Dispute over whistleblower’s bounty featured in Bloomberg Law report

A December 26, 2017 report by Bloomberg Law cited a district court’s decision to award a False Claims Act (FCA) whistleblower 28 percent of the recovery over the Department of Justice’s (DOJ’s) argument she should receive the statutory minimum of 25 percent.

The report, titled “DOJ’s Health-Care Fraud Recoveries Dip to Under $2.5B in FY2017”, provides a sna  pshot of FCA recoveries in 2017 as reported by DOJ. Last year, the government recovered $3.7B, down from $4.7B in 2016. The total number of lawsuit was also down slightly with 544 new FCA suits filed in fiscal year 2017, compared to 572 in 2016.

The FCA, also known as the “Lincoln Law”, imposes liability on individuals and companies who defraud governmental programs and is the federal government’s primary tool in battling fraud. A whistleblower with knowledge of fraud against the government can file a lawsuit on behalf of the government to recover the ill-gotten gains and share in a portion of the recovery–somewhere between 15 to 30 percent depending on the government’s involvement. The government can either intervene in the lawsuit and takeover the litigation, or allow the whistleblower to proceed on her own. FCA lawsuits filed by whistleblowers accounted for 98.7 percent of recoveries in 2017.

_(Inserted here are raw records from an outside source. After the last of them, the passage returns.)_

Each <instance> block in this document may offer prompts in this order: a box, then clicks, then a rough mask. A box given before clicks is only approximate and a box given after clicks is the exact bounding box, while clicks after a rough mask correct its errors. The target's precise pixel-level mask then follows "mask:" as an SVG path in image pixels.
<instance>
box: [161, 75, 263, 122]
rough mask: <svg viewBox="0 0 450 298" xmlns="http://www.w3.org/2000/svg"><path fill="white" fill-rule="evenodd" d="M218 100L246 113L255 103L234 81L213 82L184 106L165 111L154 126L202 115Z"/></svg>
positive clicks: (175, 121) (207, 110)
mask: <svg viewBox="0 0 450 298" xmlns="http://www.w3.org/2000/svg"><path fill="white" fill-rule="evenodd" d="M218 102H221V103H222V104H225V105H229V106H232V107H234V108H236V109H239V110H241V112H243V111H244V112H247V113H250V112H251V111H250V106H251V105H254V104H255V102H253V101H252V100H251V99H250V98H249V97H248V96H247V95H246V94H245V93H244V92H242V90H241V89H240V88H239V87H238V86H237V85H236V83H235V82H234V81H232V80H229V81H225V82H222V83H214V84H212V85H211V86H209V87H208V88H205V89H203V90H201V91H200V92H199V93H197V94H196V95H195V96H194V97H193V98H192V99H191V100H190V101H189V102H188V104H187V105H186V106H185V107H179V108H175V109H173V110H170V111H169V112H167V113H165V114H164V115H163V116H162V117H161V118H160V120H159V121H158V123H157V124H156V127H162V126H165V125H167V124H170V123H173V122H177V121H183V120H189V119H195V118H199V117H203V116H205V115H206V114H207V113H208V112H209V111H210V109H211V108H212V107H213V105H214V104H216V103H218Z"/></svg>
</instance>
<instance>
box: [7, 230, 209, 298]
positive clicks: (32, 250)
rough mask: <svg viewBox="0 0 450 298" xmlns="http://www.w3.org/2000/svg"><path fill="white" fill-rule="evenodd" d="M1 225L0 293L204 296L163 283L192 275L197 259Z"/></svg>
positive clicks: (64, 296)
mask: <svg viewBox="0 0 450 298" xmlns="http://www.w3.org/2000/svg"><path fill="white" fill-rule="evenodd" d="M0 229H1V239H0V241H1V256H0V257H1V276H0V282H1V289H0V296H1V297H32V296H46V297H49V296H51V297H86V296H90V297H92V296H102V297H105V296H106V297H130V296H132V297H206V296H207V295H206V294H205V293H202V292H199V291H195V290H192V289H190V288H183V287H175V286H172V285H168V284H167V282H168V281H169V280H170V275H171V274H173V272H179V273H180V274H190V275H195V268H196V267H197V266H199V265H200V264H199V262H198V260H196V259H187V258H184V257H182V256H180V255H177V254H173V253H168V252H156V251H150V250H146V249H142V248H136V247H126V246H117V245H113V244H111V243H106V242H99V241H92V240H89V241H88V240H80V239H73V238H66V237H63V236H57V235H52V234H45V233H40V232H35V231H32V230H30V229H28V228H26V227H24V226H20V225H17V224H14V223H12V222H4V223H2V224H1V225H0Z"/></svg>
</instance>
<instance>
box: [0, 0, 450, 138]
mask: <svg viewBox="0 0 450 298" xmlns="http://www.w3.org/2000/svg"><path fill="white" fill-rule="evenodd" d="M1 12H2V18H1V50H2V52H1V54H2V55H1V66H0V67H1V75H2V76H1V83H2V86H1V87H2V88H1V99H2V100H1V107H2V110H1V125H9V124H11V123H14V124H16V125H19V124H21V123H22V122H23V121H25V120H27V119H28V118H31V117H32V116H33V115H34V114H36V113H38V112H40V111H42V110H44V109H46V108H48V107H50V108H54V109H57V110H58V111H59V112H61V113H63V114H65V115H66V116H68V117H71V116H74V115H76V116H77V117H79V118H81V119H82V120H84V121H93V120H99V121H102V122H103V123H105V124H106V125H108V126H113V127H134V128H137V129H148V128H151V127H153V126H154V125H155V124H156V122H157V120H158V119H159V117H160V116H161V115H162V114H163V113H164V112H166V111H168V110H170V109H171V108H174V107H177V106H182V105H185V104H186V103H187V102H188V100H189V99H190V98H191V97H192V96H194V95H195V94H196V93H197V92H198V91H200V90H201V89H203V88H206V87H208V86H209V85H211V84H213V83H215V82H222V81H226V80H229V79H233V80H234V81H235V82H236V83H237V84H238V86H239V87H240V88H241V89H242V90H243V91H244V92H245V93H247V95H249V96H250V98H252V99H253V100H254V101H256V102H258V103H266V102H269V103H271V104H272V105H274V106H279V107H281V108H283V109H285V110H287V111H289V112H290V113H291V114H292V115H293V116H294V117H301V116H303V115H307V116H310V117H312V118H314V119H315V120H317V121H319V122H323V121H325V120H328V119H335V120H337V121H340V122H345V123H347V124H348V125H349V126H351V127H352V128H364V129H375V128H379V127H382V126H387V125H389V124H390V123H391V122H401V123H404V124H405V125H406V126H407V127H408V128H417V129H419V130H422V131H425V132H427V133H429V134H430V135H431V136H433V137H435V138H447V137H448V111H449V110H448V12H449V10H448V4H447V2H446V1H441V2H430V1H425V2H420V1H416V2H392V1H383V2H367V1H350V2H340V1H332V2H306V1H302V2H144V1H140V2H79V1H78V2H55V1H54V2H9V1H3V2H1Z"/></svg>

Pharmaceutical companies paid the largest of health-care FCA settlements in 2017, including a $259 million settlement with drug-maker Celgene in a case brought by a former drug representative for the company, Beverly Brown. DOJ declined to intervene in the Celgene case, but then disputed the percentage Brown should be awarded for her efforts. The United States District Court for the Central District of California recently awarded Ms. Brown 28 percent of the recovery. Ms. Brown is represented by Dick Harpootlian and Chris Kenney, along with Guttman Buschner & Brooks PLLC in Washington, D.C. and Bienert Miller & Katzman in California.

The case is United States ex rel. Brown v. Celgene Corp., C.A. No. 10-cv-3165 (C.D. Cal.).